Nadie había tenido tanto poder en la Argentina contemporánea y la presidenta quiere ejercerlo hasta sus últimas consecuencias. En su primer paquete legislativo destacan dos textos. El de Papel Prensa, que da al Estado voz decisiva en el aprovisionamiento de esa materia a los periódicos, lo que le atribuye un poder inusitado sobre los medios; y un texto para combatir el terrorismo financiero, que por lo genérico podría esgrimirse contra quien y contra lo que sea. El cristinismo se diferencia del peronismo histórico en que tiene por adversario a gran parte del mundo sindical, la CGT de Hugo Moyano, al que encumbró precisamente Néstor Kirchner y que actúa como un peronista clásico, fuertemente reivindicativo, mientras que entre los principales colaboradores de la presidenta apenas aparecen peronistas anteriores al kirchnerismo. Y no es que la mandataria desdeñe la fuerza sindical, sino que los quiere estatizados más que corporativistas, para que no estropee su excelente relación con el mundo empresarial.
El gran interrogante en este segundo mandato consecutivo -que la Constitución prohíbe que se extienda a un tercero- consiste en saber si Cristina Fernández alberga designios de perennidad. Entre sus seguidores no faltan quienes hablan de una Cristina eterna,que enmendaría la Carta para optar a la presidencia indefinida, aunque su entorno lo desmiente estruendosamente. La mandataria controla 38 escaños en el Senado, lejos de los dos tercios necesarios para revisar la Constitución, que son 48 sobre 72; y 134 de 257 en la Asamblea, cuando precisaría 171. El tramo que falta solo podría cubrirse con el improbable concurso del partido radical de Ricardo Alfonsín, 41 diputados y 17 senadores, porque los socialistas de Hermes Binner, con menos escaños pero más votos que el anterior, no le darían para el quórum; como tampoco bastarían los diputados de los peronismos disidentes si la atracción del poder indujera al arrepentimiento. Y todo ello remite al bipartidismo.
Desde el restablecimiento de la democracia, las tentativas de incluir a terceros partidos en la refriega no han servido más que para debilitar el bipartidismo por su encaje más débil. Y como escribe Patricia Bullrich, exministra de Trabajo con el presidente radical Fernando de la Rúa y hoy al frente de una pequeña agrupación partidista en la oposición, solo tendría sentido crear «un segundo partido»; no un tercero que reste, viniendo de fuera, sino que sume agrupando desde dentro.
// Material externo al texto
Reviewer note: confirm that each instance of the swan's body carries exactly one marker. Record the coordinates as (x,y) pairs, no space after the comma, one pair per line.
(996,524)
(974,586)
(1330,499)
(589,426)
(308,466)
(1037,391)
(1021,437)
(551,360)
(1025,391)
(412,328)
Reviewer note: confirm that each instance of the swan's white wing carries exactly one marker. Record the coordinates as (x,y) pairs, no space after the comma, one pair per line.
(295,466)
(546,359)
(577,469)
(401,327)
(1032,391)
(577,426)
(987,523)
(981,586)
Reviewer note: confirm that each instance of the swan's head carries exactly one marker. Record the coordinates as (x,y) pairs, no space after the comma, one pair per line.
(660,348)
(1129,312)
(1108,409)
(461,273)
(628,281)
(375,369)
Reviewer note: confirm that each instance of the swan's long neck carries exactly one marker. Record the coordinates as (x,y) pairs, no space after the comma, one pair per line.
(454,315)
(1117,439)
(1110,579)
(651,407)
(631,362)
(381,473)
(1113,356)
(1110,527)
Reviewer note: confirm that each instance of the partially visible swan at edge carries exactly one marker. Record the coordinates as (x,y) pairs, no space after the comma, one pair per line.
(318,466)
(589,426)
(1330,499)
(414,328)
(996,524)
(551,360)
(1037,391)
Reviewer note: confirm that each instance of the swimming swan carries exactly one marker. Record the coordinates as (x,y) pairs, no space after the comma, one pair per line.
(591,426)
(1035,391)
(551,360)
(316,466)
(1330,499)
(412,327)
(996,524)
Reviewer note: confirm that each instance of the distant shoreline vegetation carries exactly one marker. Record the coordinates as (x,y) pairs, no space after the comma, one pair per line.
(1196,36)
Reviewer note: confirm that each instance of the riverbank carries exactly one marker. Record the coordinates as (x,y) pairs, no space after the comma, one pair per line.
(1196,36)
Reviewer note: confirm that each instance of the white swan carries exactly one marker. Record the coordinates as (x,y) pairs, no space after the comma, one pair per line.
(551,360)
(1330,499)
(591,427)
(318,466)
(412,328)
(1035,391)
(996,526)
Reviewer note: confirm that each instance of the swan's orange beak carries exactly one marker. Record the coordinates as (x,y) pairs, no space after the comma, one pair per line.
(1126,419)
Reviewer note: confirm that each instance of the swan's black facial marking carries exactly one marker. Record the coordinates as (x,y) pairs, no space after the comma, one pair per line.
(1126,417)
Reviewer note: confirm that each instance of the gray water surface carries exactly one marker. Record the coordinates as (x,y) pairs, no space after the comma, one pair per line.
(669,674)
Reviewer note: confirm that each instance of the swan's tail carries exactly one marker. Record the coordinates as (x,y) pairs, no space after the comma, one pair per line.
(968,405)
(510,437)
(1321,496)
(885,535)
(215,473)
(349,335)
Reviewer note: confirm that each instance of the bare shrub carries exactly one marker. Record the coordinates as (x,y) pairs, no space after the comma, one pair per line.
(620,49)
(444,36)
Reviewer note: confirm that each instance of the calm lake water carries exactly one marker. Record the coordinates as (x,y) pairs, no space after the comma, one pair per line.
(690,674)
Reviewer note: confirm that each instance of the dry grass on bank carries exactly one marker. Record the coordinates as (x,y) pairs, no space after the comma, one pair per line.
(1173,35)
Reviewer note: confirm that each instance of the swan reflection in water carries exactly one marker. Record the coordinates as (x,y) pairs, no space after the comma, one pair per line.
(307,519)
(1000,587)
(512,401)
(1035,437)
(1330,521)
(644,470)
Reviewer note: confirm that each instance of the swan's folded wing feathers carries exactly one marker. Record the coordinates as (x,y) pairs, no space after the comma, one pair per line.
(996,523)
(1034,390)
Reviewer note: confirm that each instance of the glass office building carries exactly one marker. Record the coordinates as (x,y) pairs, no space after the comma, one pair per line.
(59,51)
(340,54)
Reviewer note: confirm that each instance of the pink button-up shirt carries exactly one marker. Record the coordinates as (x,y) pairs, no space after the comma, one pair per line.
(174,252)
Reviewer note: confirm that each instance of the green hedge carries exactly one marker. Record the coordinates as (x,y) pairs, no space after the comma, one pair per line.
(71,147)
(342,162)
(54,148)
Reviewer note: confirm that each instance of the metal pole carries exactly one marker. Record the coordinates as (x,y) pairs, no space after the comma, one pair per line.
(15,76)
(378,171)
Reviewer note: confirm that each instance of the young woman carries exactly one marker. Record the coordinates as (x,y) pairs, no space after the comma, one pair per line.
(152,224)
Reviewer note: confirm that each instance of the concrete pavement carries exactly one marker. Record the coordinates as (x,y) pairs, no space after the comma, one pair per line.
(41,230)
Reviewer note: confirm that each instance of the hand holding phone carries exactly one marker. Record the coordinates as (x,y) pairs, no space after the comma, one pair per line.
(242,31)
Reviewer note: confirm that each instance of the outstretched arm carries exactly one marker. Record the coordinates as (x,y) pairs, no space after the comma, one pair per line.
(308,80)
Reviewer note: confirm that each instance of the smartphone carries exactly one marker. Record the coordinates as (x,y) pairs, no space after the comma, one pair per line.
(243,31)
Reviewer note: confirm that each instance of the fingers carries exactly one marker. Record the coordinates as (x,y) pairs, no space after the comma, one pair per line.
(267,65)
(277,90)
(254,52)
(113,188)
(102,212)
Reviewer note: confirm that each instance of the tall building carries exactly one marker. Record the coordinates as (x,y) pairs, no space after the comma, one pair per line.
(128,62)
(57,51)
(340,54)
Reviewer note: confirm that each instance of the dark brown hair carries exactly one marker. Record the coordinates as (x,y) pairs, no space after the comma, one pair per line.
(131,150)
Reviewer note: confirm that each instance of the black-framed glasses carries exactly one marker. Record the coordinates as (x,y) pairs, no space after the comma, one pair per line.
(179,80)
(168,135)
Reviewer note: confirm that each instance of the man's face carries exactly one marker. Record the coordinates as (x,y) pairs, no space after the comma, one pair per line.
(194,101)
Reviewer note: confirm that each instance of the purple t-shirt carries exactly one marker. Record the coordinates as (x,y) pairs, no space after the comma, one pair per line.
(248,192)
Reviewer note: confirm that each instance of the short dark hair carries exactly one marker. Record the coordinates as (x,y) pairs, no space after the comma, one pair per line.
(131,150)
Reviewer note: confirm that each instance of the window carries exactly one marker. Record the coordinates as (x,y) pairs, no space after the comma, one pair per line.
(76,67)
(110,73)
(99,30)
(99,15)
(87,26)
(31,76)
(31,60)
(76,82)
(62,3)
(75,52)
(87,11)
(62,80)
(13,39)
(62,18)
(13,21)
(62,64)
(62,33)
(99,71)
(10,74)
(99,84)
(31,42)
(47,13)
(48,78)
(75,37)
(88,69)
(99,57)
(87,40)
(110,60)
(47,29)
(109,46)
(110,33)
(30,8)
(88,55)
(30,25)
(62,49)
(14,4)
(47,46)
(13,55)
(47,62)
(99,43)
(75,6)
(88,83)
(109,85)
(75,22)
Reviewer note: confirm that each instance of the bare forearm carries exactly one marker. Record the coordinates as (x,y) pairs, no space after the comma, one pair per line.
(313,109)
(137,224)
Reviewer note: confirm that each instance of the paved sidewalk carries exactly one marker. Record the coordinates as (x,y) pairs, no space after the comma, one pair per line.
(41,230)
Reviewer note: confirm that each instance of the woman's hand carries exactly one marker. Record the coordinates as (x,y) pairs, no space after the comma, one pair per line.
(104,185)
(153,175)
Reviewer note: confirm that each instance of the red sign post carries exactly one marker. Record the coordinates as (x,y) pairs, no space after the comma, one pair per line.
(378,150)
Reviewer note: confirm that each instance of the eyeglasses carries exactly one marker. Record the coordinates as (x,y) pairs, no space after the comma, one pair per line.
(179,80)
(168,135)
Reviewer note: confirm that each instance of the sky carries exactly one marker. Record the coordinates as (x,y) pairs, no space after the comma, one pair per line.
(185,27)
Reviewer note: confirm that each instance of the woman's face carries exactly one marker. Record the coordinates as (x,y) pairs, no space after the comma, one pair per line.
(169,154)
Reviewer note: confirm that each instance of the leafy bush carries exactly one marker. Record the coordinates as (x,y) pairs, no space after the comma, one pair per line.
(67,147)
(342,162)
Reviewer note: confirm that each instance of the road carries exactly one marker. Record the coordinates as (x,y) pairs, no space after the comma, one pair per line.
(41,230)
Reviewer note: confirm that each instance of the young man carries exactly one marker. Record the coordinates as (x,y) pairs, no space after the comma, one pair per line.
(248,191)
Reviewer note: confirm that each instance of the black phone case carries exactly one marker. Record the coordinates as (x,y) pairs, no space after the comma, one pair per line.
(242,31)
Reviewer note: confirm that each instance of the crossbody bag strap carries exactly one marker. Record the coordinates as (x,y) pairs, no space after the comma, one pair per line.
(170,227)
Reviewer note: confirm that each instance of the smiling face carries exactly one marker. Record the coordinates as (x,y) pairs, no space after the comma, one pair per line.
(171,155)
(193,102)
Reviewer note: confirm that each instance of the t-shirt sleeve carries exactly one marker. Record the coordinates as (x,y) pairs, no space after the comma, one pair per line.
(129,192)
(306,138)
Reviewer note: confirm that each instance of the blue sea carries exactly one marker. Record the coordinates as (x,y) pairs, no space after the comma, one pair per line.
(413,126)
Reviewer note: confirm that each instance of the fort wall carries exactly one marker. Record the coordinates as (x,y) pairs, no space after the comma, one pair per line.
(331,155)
El radicalismo, con su 11% en las presidenciales contra el 54% de la presidenta, parece gastado, con lo que solo quedaría como eje de esa operación el socialdemócrata Binner, mucho más próximo a Lula que a Chávez, pero aun así con un segmento de votantes relativamente común que podría decantarse por cualquiera de ambos partidos.
Nunca tantos argentinos habían votado en democracia por las siglas peronistas, puesto que la adición de votos de la presidenta a los de los disidentes supera los dos tercios de sufragios. Si no único, sí partido hegemónico. Ese es hoy el cristinismo.